Eksperci wskazują także, że gwałtowny wzrost obciążenia centrów dystrybucyjnych i zespołów obsługujących zwroty wymaga intensywnej, często doraźnej rekrutacji pracowników tymczasowych, co wiąże się z ograniczonym czasem na wdrożenie i spadkiem efektywności. Problem ten jest rzadko rozwiązywany systemowo, a brak nowoczesnych, zautomatyzowanych systemów sprawia, że wiele firm działa w trybie reagowania kryzysowego zamiast planowania, co oznacza dodatkowe zużycie zasobów i emisję. – Problemem nie jest sama liczba zamówień, lecz ich nieprzewidywalny i nagły charakter. W okresach takich jak Black Friday logistyka musi w bardzo krótkim czasie obsłużyć wielokrotnie wyższy wolumen przesyłek i zwrotów, co sprawia, że systemy działają w trybie kryzysowym. Brak elastyczności i odpowiednich narzędzi może prowadzić do opóźnień, przeciążeń magazynów i wzrostu kosztów operacyjnych. Dlatego automatyzacja procesów oraz wykorzystanie danych predykcyjnych stają się dziś niezbędne, by planować zasoby z wyprzedzeniem, minimalizować ryzyko zatorów i ograniczać wpływ operacji na środowisko. To bez wątpienia obszar nowoczesnego zarządzania, w którym kluczowe znaczenie mają szybkość podejmowania decyzji, umiejętność reagowania na zmiany oraz strategiczne wykorzystanie technologii – tłumaczy Agnieszka Mazurek-Szulim, Manufacturing & Supply Chain Manager w Wyser.
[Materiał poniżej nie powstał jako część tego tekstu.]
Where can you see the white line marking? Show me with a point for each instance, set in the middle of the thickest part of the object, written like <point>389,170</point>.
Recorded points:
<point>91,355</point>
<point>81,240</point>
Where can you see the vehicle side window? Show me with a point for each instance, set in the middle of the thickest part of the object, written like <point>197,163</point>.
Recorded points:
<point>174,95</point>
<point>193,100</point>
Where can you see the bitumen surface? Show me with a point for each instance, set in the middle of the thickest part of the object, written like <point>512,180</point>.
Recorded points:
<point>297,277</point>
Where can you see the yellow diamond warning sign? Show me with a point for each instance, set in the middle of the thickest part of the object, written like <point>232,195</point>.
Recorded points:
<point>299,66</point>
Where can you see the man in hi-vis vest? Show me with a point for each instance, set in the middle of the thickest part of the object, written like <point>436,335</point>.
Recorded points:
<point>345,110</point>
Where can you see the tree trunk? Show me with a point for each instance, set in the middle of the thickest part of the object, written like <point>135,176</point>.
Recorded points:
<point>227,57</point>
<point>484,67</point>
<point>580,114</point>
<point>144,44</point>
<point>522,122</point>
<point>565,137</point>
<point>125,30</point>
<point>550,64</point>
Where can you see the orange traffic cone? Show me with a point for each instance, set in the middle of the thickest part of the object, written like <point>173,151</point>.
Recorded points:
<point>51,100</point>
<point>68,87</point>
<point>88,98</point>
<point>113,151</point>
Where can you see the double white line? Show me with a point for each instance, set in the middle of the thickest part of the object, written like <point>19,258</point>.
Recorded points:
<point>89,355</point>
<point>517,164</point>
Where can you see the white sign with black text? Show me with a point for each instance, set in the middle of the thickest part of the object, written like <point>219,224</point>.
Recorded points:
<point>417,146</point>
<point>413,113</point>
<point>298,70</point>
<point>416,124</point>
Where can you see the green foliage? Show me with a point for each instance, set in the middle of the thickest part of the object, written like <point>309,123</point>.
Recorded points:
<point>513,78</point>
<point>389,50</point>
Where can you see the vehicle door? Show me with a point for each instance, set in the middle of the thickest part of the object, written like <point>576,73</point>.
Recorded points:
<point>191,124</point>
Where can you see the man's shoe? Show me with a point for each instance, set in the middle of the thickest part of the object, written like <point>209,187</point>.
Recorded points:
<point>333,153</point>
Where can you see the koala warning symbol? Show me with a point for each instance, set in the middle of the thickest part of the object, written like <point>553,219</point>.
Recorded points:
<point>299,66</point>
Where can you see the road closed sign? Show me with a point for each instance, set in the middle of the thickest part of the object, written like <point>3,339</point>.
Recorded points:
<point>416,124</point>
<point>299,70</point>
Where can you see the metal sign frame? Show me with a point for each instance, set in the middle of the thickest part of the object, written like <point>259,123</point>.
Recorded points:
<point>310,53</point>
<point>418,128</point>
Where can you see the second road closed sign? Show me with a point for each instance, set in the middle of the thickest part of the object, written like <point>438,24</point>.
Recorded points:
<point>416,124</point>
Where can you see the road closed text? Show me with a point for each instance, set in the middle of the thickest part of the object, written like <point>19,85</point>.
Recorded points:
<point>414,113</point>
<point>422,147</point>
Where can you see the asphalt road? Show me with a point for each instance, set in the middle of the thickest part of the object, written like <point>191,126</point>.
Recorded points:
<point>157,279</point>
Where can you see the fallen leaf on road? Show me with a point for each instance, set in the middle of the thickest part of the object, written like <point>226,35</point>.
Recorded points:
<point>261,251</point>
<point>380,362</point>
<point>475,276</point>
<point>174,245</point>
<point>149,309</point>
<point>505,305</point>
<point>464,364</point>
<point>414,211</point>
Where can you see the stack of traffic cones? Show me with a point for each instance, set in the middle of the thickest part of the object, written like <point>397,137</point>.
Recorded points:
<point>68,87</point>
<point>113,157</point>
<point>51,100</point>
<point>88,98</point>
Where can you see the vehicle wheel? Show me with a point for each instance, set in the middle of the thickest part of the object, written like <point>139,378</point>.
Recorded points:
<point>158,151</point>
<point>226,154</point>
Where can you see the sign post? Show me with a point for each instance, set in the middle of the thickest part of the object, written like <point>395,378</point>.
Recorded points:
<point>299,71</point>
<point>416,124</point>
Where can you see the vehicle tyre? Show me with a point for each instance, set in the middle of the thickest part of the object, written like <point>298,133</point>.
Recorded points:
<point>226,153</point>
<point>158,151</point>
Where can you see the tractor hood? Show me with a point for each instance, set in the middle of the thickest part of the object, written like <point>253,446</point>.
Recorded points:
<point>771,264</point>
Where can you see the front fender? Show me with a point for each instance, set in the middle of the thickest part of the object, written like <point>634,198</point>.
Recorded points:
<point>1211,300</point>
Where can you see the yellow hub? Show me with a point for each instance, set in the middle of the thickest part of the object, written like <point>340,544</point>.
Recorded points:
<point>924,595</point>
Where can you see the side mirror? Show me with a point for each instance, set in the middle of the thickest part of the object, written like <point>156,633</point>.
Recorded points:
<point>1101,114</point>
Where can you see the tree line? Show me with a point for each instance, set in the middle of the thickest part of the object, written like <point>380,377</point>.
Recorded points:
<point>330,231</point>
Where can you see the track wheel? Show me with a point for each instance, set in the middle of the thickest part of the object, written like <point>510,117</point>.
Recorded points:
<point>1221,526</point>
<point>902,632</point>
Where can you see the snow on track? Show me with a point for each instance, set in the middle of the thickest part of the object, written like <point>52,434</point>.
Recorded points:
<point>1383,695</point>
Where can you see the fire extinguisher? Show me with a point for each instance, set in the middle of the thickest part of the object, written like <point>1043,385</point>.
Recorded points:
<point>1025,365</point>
AI umożliwia analizę zachowań konsumentów i przewidywanie, które produkty są najbardziej narażone na zwrot. – To pozwala na lepsze planowanie transportu, zmniejszenie liczby pustych przebiegów i efektywniejsze zarządzanie zasobami magazynowymi. Automatyzacja procesów nie tylko zwiększa efektywność, ale także staje się kluczowym elementem strategii zrównoważonego rozwoju firm – wskazuje Grzegorz Gojny.
Eksperci zaznaczają, że ograniczenie negatywnych skutków Black Friday dla środowiska wymaga wspólnej odpowiedzialności, spoczywającej zarówno na przedsiębiorstwach, jak i na konsumentach. Choć firmy coraz częściej inwestują w proekologiczne rozwiązania, ważne jest zintensyfikowanie edukacji klientów w zakresie konsekwencji masowych zwrotów. Podniesienie świadomości, promowanie odpowiedzialnych zachowań zakupowych i wykorzystanie analityki do przewidywania tendencji konsumenckich to działania, które mogą efektywnie ograniczyć skalę problemu.